Files
pallas/pallas/mcp_subagent_relay.py

214 lines
8.5 KiB
Python

"""Sub-agent activity relay over the MCP logging channel.
When Alan (or any peer-orchestrator agent) calls a sub-agent like ``research``,
that sub-agent is itself a Pallas server emitting its own ``assistant_chunk``
notifications. Those notifications are delivered to fast-agent's
``MCPAgentClientSession`` for the peer — and stop there: fast-agent's default
session has no ``logging_callback``, so the only thing that ever crosses
back up to Daedalus is the final ``CallToolResult`` text. When a sub-agent
does substantive multi-turn reasoning, all that reasoning disappears into
server logs.
This module installs a ``logging_callback`` on every peer session Pallas
opens and re-emits the relevant notifications upstream, decorated so the
consumer can render them as **nested iterations** under the parent
tool-call entry.
Two pieces of provenance are added:
* ``via_agent`` — call-stack list (e.g. ``["research"]`` for chunks the
``research`` peer emitted; ``["research", "search"]`` if research itself
relayed deeper). The parent agent is implicit (it's whose message
these attach to) so the list contains only relayed-through peers.
* ``parent_call_id`` — the LLM ``tool_use_id`` (e.g. ``toolu_42``) that
the parent's LLM emitted to invoke this peer. The Daedalus collector
uses it to nest the relayed iterations under the matching tool_call
entry on the parent's iteration card.
The schema_version is bumped to **3** when relaying. Top-level chunks
(produced by the parent agent's own assistant_stream hooks, no
``parent_call_id``) are unchanged at v2 — adding a new optional field on
top-level entries doesn't change the wire shape.
Depth cap (``max_relay_depth``, default 3) drops chunks that would push
``len(via_agent)`` past the cap.
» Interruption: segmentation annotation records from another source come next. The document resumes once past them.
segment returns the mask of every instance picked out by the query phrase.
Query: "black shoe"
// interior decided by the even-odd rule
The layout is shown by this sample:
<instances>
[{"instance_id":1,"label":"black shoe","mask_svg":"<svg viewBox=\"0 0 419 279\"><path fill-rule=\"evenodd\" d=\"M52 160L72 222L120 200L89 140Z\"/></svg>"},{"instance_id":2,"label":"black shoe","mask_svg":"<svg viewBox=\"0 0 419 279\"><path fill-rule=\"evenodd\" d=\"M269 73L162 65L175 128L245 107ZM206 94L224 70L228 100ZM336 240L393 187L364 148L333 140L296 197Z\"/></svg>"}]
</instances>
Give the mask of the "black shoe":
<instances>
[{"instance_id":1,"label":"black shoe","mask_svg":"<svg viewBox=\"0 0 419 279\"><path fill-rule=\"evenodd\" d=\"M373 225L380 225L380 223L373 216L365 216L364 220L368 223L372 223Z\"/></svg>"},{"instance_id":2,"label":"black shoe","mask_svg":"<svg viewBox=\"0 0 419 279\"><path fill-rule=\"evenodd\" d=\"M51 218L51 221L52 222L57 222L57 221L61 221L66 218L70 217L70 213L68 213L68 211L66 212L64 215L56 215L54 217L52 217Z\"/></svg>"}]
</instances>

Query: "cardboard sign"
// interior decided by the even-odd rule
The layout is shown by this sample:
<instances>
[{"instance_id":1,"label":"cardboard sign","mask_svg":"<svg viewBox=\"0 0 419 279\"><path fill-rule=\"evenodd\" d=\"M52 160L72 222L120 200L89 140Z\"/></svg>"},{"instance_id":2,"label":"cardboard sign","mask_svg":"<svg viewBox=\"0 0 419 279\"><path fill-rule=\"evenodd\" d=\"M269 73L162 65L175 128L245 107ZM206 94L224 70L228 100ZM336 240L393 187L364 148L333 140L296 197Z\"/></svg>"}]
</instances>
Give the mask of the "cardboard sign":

This guards against runaway nested-pyramid
JSON in ``Message.iterations`` if a future agent wired up indefinite peer
chains; today the realistic depth is 2 (Alan → research → search/knowledge).
"""
from __future__ import annotations
import logging
from collections import deque
from typing import Any, Awaitable, Callable, Deque, Tuple
from mcp.types import LoggingMessageNotificationParams
logger = logging.getLogger(__name__)
# Logger string Pallas tags assistant-stream notifications with.
_ASSISTANT_STREAM_LOGGER = "pallas.assistant_stream"
_KIND = "assistant_chunk"
_KIND_RESULTS = "assistant_chunk_results"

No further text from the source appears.